The law is pretty clear that it can’t, but firms cook up all sorts of causes of action — tortious interference with contract, trademark infringement and dilution — to try to make get around the free market and to protect their distributors. This, in turn, protects their ability to control both retail prices and brand placement. These are completely legitimate business goals, but misusing the IP laws to achieve them is crooked. Unfortunately, the courts — typically dizzied by the assertion of the strong trademark rights that companies big enough to have this isue are likely to have — go along with this all too often.

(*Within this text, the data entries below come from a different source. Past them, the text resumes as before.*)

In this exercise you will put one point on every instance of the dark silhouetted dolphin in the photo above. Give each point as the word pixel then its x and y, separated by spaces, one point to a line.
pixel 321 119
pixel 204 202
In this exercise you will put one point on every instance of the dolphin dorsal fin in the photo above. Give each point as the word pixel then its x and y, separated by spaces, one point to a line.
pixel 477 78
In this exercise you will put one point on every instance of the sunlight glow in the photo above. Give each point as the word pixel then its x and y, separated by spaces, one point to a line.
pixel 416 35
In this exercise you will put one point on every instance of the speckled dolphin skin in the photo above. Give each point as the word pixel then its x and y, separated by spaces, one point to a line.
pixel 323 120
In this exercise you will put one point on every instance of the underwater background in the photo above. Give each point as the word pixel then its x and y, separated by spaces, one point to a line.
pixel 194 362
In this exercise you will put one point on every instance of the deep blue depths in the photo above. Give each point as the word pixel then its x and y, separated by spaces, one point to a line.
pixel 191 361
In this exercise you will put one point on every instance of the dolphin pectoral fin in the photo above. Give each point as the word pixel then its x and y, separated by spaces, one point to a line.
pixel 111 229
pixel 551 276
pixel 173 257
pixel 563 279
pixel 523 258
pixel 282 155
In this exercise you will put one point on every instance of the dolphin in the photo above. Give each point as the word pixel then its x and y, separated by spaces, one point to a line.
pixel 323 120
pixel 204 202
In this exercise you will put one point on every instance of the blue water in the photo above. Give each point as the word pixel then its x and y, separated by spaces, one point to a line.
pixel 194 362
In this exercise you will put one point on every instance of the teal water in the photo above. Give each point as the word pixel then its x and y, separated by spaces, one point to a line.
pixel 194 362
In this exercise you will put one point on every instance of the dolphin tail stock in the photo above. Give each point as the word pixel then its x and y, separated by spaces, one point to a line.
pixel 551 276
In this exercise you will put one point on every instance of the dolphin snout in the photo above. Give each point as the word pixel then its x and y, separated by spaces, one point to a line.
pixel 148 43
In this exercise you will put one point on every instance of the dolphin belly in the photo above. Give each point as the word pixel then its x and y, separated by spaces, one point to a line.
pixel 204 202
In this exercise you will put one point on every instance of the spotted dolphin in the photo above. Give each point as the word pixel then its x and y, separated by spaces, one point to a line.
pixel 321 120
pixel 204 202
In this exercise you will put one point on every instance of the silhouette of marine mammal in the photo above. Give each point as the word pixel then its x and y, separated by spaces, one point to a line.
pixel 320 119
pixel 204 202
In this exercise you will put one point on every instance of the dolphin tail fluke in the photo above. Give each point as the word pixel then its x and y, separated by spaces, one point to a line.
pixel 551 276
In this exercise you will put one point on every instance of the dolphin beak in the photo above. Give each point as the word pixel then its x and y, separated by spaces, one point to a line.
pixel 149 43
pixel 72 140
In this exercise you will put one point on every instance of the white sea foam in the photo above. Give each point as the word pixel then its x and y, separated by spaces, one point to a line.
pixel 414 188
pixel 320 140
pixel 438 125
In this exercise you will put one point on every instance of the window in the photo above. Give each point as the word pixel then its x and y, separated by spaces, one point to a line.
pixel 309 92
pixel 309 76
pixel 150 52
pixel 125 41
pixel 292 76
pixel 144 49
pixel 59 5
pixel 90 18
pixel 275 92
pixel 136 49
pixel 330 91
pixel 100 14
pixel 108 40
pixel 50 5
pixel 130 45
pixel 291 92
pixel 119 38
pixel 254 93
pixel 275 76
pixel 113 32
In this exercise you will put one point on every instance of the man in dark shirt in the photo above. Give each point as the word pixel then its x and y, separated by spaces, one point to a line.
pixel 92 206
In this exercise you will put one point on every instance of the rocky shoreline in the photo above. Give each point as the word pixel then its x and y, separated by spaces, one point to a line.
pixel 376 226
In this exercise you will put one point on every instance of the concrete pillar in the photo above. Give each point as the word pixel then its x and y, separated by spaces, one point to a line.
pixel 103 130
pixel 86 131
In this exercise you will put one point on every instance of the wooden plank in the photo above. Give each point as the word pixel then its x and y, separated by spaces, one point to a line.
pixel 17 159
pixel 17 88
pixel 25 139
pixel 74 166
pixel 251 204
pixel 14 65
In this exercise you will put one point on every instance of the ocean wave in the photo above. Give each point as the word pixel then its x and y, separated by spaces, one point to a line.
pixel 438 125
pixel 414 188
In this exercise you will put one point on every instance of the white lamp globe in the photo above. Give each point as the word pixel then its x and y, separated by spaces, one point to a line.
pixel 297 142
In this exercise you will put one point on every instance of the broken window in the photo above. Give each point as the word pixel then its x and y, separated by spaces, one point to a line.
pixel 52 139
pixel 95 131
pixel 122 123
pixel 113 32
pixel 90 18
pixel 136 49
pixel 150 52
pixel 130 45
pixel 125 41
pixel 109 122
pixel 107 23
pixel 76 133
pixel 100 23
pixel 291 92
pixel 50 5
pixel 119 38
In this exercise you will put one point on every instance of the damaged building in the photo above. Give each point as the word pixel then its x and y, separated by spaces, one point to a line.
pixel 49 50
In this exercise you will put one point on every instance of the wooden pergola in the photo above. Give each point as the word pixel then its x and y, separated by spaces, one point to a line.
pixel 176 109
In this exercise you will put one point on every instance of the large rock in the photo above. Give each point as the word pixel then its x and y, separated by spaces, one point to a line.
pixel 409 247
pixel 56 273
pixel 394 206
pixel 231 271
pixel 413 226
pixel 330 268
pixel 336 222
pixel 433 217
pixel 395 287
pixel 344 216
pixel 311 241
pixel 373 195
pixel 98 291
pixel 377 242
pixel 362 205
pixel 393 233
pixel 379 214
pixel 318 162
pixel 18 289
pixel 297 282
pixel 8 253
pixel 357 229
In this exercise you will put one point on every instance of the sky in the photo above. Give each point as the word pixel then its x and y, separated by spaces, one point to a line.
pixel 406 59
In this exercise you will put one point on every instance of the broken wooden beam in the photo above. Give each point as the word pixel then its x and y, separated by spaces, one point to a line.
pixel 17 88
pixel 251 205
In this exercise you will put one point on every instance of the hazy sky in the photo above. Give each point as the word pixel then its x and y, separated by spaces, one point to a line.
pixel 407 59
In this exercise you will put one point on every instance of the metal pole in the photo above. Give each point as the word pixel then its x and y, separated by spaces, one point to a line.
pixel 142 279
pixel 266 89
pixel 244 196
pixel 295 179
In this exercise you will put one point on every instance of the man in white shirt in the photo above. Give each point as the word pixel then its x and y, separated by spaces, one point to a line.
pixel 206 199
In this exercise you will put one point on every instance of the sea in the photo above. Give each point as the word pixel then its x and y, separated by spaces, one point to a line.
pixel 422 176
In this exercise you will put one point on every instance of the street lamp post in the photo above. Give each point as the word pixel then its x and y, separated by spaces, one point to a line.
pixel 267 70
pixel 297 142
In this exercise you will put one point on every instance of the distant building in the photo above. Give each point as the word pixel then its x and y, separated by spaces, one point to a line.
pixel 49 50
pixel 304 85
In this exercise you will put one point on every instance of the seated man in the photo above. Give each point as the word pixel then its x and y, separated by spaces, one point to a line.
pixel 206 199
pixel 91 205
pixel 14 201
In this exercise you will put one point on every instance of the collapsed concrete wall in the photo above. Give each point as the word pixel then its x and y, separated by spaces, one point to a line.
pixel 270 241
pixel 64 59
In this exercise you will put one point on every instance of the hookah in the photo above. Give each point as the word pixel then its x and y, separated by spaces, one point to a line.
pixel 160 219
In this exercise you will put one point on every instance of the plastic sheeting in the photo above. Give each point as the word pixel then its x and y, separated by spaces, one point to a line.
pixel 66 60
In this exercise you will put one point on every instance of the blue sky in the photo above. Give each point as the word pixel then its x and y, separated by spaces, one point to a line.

Copyright, if you can make it work, is the best for this, because it has those famous teeth: Attorneys’ fees and statutory damages. The prospect of losing a copyright case is devastating for a small business. So big firms claim that all sorts of things, such as product descriptions, labels, the way the sun reflects off the bottle — are “protected works.”

Well, in Canada at least, that goose won’t fly.  In this case, the focus was on the applicability of the first-sale doctrine (which gives someone who owns stuff to sell it to whomever he wants once he himself bought it lawfully) to an overseas sale:

The Court explained that “[f]or KCI to succeed, it must show that Euro imported works that would have infringed copyright if they had been made in Canada by the persons who made them.” However, in the case of KCI, the products at issue were Toblerone bars bearing copyrighted works which where first manufactured and sold in Europe by the Licensors and owners of the copyrights. The Court reasoned that under section 27(2)(e) of the Copyright Act KCI as a licensee may not sue the owners of the copyrights for copyright infringement. Its only remedy is for breach of contract. Accordingly, no cause for copyright infringement exists against the legitimate purchaser.

“Toblerone bars bearing copyrighted works.”  It’s preposterous that the court even got this far.  The distortion of the IP regime seems irreversible.

UPDATE:  Related developments, and otherwise, in places closer to home (regular readers can skip those links!  you’ve seen them already).